- Episode no.: Season 1 Episode 9
- Directed by: Jonathan Frakes
- Story by: Kirsten Beyer; Kenneth Lin;
- Teleplay by: Kirsten Beyer
- Cinematography by: Maya Bankovic
- Original release date: March 5, 2026
- Running time: 57 minutes

Guest appearances
- Raoul Bhaneja as Commander Kelrec; Tatiana Maslany as Anisha Mir;

Episode chronology
| ← Previous "The Life of the Stars" | Next → "Rubincon" |

= 300th Night =

"300th Night" is the ninth episode of the first season of the American science fiction teen drama television series Star Trek: Starfleet Academy. The episode was written by Kirsten Beyer and Kenneth Lin, and directed by long-time Star Trek director and actor Jonathan Frakes. Part of Alex Kurtzman's expanded Star Trek Universe, the series takes place in the 32nd century, the far-future time period that was introduced in Star Trek: Discovery and follows the first new class of Starfleet cadets in over a century as they come of age and train to be officers. The episode was released on Paramount+ on March 5, 2026.

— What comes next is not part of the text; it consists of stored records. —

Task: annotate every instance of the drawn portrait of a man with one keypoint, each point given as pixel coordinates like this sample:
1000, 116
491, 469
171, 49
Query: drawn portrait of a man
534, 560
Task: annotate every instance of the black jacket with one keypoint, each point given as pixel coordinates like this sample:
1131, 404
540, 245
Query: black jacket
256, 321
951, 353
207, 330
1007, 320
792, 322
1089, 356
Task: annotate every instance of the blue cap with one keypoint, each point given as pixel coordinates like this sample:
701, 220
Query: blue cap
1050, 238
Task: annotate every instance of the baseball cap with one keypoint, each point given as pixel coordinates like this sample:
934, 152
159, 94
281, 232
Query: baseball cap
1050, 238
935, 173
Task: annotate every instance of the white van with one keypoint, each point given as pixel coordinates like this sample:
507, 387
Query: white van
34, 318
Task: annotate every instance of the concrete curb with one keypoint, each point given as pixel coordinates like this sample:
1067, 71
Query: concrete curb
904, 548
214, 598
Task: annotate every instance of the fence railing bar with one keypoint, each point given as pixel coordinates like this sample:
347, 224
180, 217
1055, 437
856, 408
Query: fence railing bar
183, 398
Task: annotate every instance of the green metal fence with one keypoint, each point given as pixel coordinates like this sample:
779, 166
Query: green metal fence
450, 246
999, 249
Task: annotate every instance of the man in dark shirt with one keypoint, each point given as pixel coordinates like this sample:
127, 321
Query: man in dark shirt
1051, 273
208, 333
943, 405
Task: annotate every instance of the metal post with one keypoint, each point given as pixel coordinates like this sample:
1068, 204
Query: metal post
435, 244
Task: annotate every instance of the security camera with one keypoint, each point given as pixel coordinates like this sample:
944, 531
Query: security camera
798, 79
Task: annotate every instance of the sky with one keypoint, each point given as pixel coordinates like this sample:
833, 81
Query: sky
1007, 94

In the episode, Caleb (Sandro Rosta) must choose between the life he thought he wanted and the life he's built for himself at Starfleet Academy. Meanwhile, Nahla (Holly Hunter) breaks protocol in one final gambit to keep her promise to him as the Federation faces an unexpected threat. The episode received a positive reception from critics, who praised the emotional stakes, reunion between Caleb and his mother, and the performances of the cast, particularly Hunter, Kerrice Brooks, George Hawkins, and Tatiana Maslany.

== Plot ==
As the cadets celebrate the end of the academic year, Jay-Den (Karim Diané) honors his new friends with a Klingon ritual of r'uustai, (Note: Worf was previously seen performing the r'uustai with Jeremy Aster in the Star Trek: The Next Generation episode "The Bonding".) though Caleb declines to participate and inadvertently runs into Tarima (Zoë Steiner), who chastises him from running away from commitment. SAM (Kerrice Brooks) also calls him out, and he reveals his frustrations over failing to find his mother. With her help, he is able to unlock two years of unanswered messages sent from Anisha (Tatiana Maslany), the most recent of which stated that she was hiding out on the planet Ukeck. Rushing to tell Ake of his breakthrough, Caleb overhears Admiral Vance (Oded Fehr) telling her and Kelrec (Raoul Bhaneja) that Braka and the Venari Ral have begun deploying the Omega 47 (Note: The Omega molecule previously appeared in the Star Trek: Voyager episode "The Omega Directive".) mines that they stole from Starfleet which can kill billions and wipe out all warp travel. Vance orders the USS Athena to stay on course to Betazed (Note: Betazed was selected as the new capital of the Federation during "Vitus Reflux".) and rendezvous with the rest of the fleet.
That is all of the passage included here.